A company can be transparent about the safety and security properties of particular systems or their whole organization, with this transparency either being voluntary or required. Some things can just be stated or shared, and easily verified by third parties (e.g., performance on a certain safety-related benchmark). But transparency won’t always be possible, and some information needs to be shared with a more limited set of parties, leading to the second category.
External assessment of frontier AI can help in cases where outsiders don’t want to take a company at their word about something, but are OK with listening to an independent third party. External assessment can range from fairly shallow black-box evaluations which just use the existing product affordances (e.g., the API or a graphical user interface) all the way through to full-blown “AI audits” that look at normally-non-public information such as training data, internal documents, etc. Again, this is an area where much more could be said.
A company can have a policy protecting (certain categories of) whistleblowers on safety and security issues, so that outsiders can have more confidence that if there were conflicting evidence, they’d hear about it. The stronger such policies are, the more “absence of evidence” (lack of whistleblowing) can become “evidence of absence” (regarding violations). There is a lot of bipartisan interest in protecting AI whistleblowers, and a growing set of external infrastructure to help AI company employees navigate related situations – precisely because the first and second categories are imperfect. There has also been discussion of subsidizing whistleblowing in the context of export control violations. The basic logic behind whistleblower bounties, which have been successful in the financial sector, could also apply to frontier AI safety and security more generally.
Again, I prefer a defense-in-depth approach in this and many other areas. Ideally, the evidence provided by companies will be structured in some way that allows critical public scrutiny, such as in the form of a “safety case” for a particular AI system. System-level safety and security cases might be nested inside a larger “organizational safety and security case,” which makes reference to processes for external assessment as well as whistleblowing protections.
An example of a safety case that might be made for an AI system.
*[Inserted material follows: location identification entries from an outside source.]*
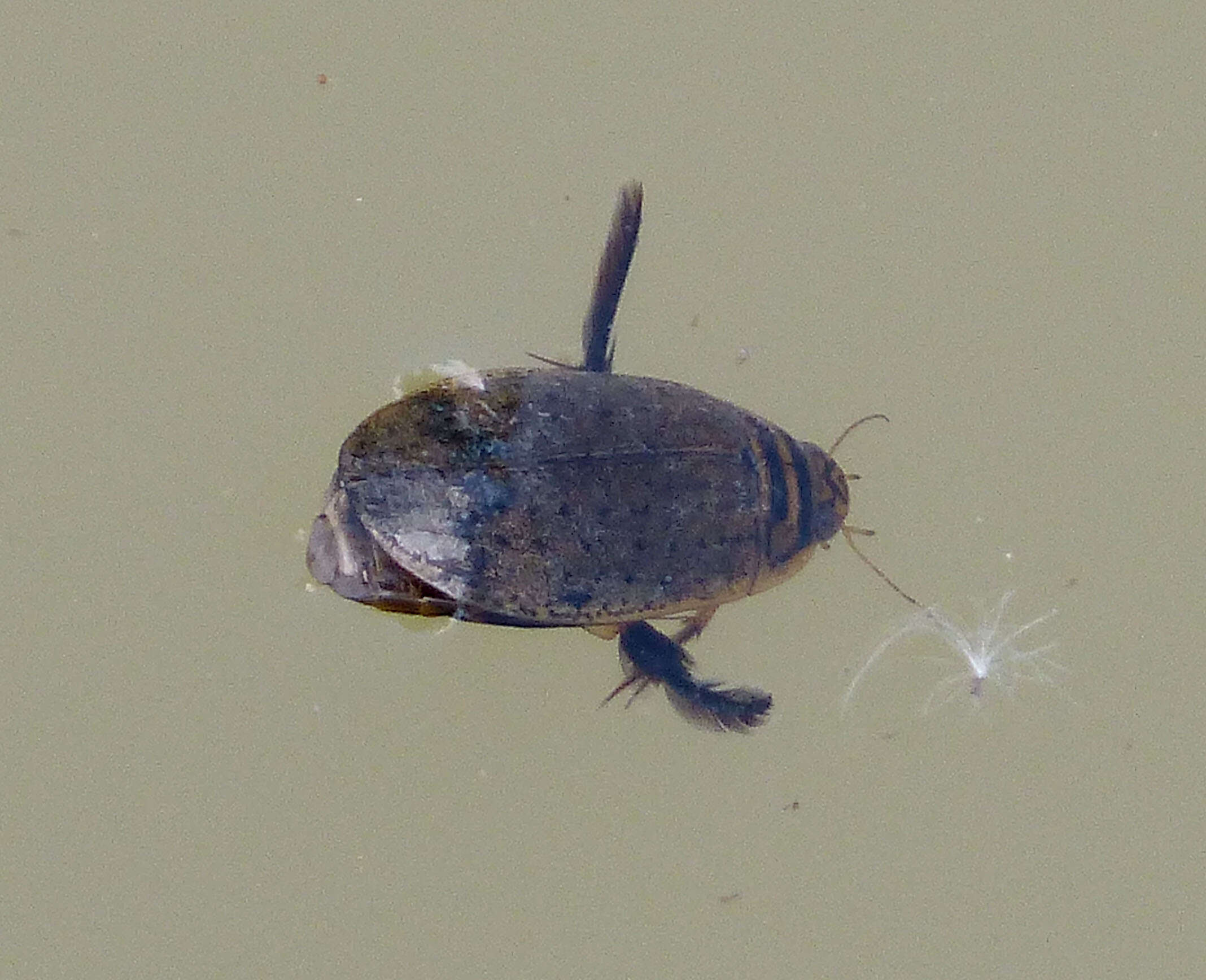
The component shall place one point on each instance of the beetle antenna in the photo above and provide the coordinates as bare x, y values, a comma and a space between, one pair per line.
853, 426
848, 533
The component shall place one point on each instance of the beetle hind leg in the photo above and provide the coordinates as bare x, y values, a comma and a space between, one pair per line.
652, 657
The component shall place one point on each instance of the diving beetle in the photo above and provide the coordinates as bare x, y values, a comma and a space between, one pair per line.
571, 496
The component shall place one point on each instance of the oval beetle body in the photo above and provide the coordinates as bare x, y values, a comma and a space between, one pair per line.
563, 496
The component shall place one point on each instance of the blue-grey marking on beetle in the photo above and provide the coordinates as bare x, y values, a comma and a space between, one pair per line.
578, 497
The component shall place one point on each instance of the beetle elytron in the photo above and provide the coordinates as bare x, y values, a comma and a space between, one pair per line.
572, 496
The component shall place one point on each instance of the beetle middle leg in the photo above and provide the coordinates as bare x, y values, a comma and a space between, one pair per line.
653, 657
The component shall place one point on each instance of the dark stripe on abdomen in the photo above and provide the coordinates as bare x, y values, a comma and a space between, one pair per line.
805, 486
783, 521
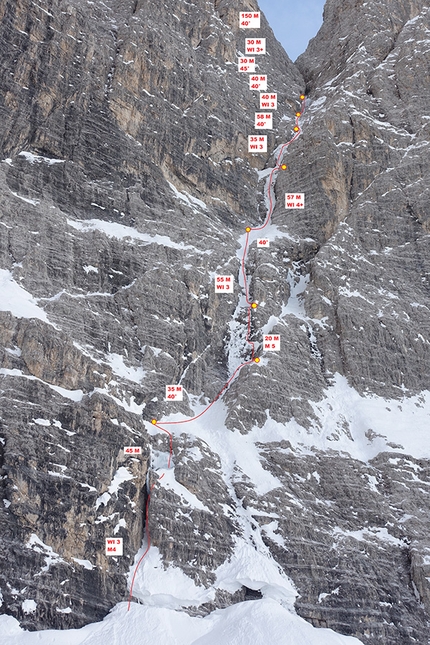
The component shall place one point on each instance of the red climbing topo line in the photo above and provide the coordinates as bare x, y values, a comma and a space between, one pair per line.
249, 230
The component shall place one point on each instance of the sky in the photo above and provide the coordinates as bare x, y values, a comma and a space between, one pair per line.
294, 22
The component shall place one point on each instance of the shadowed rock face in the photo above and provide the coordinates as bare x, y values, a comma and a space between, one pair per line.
125, 186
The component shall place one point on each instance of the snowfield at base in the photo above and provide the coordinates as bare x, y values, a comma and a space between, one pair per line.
258, 622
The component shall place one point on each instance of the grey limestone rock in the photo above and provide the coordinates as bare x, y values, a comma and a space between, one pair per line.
125, 187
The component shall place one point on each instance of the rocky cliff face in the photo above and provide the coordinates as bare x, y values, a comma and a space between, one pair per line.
126, 185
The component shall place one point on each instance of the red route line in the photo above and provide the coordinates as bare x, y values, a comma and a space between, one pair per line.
250, 342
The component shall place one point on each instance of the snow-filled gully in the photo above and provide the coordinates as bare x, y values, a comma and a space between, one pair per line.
251, 234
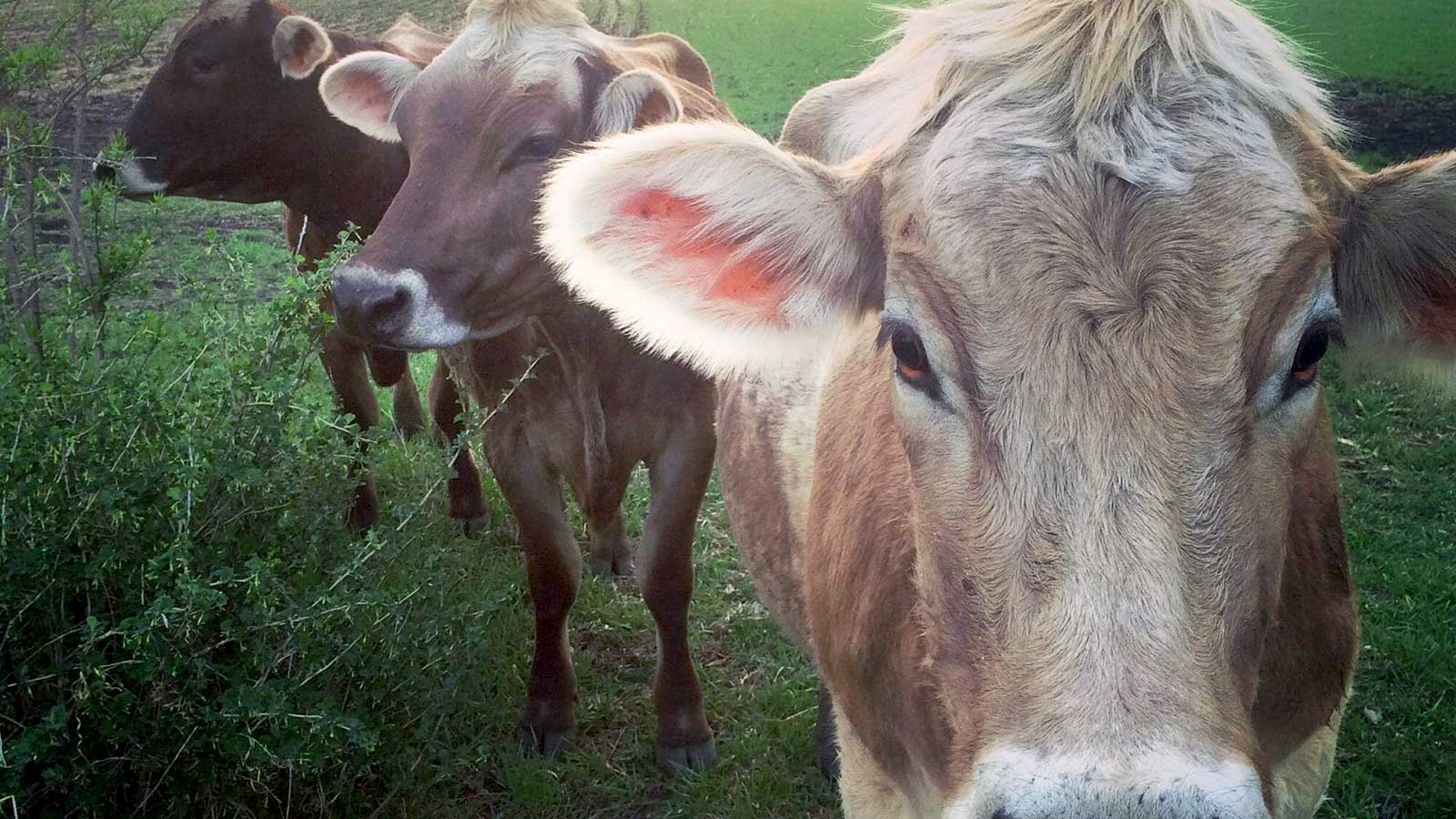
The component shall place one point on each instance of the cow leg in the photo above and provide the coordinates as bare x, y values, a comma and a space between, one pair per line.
826, 742
553, 573
410, 416
679, 477
864, 790
611, 552
344, 361
448, 407
390, 369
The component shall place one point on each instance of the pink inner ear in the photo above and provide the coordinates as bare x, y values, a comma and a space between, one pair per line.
730, 283
364, 92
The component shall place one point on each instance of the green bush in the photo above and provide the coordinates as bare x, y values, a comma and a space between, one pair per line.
174, 592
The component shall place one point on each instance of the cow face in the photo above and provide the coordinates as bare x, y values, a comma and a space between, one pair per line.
1070, 329
226, 106
456, 256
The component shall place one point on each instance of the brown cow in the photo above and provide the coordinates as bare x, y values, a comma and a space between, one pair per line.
456, 258
233, 113
1026, 321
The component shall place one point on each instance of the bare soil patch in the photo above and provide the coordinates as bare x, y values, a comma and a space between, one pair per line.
1394, 120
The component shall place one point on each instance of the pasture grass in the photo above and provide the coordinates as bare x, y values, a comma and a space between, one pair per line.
440, 687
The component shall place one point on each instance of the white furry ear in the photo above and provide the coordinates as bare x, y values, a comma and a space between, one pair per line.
706, 242
300, 46
361, 91
632, 99
1395, 273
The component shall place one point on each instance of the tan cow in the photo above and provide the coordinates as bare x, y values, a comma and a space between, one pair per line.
456, 259
1026, 319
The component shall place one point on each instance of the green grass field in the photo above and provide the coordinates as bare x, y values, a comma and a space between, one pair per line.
439, 685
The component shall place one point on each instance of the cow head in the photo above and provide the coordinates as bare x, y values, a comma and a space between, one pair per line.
1069, 331
230, 101
456, 256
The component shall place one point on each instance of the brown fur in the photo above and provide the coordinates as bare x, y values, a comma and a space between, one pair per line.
465, 220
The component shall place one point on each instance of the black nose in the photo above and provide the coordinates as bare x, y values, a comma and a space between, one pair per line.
370, 308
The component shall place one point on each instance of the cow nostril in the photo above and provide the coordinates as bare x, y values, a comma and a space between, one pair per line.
388, 305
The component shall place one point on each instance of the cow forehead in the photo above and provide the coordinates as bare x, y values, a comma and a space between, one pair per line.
1177, 223
217, 12
523, 53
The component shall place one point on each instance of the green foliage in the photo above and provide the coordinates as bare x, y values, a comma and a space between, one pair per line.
145, 577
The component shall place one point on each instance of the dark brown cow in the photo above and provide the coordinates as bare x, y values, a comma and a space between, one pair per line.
233, 113
456, 258
1021, 421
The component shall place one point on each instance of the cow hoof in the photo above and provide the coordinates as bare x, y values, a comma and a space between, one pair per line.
826, 738
609, 566
550, 743
477, 526
826, 758
689, 756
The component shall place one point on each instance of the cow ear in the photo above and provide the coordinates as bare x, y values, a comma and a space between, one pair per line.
633, 99
708, 244
300, 46
1395, 271
361, 91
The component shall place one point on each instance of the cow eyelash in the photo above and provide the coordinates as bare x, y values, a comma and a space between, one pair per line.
535, 149
1314, 346
912, 360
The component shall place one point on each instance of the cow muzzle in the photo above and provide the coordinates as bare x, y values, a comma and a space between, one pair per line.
131, 175
1024, 784
392, 309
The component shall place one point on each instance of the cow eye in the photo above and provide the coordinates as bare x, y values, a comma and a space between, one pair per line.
910, 359
1312, 347
204, 65
535, 149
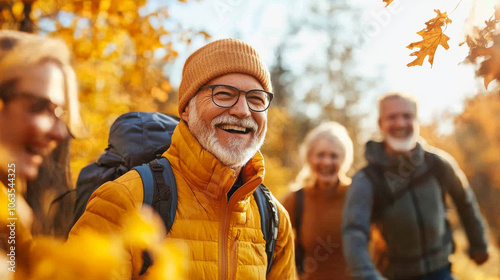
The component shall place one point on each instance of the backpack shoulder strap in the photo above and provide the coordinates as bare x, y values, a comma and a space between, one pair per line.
160, 192
269, 221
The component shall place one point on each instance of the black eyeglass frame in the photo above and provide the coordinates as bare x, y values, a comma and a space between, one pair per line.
212, 87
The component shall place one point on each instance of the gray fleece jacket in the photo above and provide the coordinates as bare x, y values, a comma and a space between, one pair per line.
414, 227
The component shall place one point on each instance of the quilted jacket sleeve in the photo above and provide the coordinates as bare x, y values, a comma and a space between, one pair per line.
458, 187
284, 252
104, 214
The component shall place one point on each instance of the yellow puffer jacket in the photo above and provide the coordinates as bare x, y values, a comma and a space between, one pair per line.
224, 238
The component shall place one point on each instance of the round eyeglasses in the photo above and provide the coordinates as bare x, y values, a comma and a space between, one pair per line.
227, 96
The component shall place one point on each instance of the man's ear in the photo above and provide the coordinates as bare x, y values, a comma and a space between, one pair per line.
185, 113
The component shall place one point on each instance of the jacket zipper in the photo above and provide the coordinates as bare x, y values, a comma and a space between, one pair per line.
223, 241
423, 238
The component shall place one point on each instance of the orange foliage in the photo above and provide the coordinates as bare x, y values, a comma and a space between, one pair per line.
485, 43
432, 37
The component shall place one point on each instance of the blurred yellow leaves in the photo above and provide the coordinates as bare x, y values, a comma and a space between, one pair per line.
432, 37
95, 256
120, 48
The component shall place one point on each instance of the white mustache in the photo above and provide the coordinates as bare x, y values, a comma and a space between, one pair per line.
246, 122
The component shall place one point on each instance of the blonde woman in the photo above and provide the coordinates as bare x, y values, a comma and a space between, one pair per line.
315, 207
38, 104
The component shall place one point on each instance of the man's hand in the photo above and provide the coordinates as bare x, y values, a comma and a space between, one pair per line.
479, 258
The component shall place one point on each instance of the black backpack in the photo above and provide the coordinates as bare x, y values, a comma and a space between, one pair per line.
136, 141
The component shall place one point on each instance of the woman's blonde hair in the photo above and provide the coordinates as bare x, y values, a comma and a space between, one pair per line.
20, 51
332, 131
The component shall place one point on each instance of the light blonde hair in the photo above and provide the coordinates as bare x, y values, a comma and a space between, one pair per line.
20, 51
335, 132
410, 98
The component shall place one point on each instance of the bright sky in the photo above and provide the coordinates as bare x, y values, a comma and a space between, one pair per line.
387, 32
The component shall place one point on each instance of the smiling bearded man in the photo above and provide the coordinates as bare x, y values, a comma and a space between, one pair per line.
223, 100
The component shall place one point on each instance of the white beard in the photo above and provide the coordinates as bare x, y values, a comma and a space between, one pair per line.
403, 145
236, 154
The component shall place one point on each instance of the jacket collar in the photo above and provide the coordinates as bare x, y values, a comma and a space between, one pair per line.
202, 170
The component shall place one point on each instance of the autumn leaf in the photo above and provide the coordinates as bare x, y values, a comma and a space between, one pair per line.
485, 44
387, 2
432, 37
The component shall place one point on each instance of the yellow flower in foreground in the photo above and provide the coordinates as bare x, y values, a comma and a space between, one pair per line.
170, 262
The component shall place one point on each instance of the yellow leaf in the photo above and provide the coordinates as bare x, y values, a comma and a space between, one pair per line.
159, 94
432, 37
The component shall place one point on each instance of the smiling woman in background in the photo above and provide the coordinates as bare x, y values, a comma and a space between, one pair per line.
38, 103
316, 208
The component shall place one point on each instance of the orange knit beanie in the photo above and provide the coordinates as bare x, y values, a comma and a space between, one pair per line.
219, 58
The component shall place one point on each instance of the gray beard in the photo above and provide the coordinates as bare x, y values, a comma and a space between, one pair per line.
233, 156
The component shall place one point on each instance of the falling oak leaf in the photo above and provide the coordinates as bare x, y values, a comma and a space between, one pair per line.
387, 2
432, 37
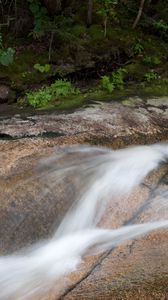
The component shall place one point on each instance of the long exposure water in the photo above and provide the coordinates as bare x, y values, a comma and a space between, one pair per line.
105, 174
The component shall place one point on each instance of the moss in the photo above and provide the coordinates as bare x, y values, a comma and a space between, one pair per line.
96, 32
78, 30
136, 71
21, 72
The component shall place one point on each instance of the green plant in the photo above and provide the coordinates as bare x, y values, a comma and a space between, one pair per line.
116, 81
42, 68
151, 60
106, 10
41, 18
138, 48
118, 78
6, 54
151, 76
107, 84
60, 88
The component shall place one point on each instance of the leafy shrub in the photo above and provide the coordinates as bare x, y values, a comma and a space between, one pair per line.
138, 48
6, 55
40, 18
115, 81
118, 78
42, 68
151, 61
42, 97
107, 84
151, 76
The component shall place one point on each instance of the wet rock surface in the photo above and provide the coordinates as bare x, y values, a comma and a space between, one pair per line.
107, 120
134, 270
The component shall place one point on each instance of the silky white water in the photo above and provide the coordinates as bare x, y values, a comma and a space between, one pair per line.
105, 174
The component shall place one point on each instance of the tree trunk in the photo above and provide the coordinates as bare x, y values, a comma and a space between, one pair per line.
139, 13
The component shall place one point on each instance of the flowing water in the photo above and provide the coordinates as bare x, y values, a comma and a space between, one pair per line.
105, 174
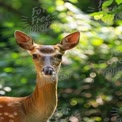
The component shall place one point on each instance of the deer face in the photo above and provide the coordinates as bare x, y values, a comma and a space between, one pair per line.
47, 58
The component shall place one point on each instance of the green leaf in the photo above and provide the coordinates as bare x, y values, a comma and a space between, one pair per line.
97, 15
107, 3
118, 1
108, 18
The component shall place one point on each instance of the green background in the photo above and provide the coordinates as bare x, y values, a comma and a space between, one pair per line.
90, 85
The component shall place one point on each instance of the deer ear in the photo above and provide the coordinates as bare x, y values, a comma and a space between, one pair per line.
70, 41
24, 40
Taken from here.
Related concepts include verification, third-party auditing and assessment, compliance reviews, structured access, safety evaluations, AI assessments, benchmarks, penetration testing, etc. Key frontiers include negotiating sufficient access for third parties to come to informed conclusions while protecting sensitive information, and demonstrating the safety and security of internal deployments. There are also various legislative efforts to ensure sufficient whistleblower protections for AI company staff.
Conclusion
This triad is not intended to be a complete description of current AI governance or a full prescription, either. But I think it has significant utility for concisely describing the situation we’re in today – e.g., as just one example, the EU’s AI Act articulates a particular set of incentives (e.g., fees up to some percentage of corporate income), these are associated with standards that are being hashed out in public via the General-Purpose AI Code of Practice, and there is debate about how evidence should work, e.g., what role third party assessment should play. The triad also provides a high-level roadmap for investments that entrepreneurs, executives, policymakers, and others can make – i.e., exploring new kinds of incentives, contributing to articulation of standards, and piloting new ways of providing reliable evidence.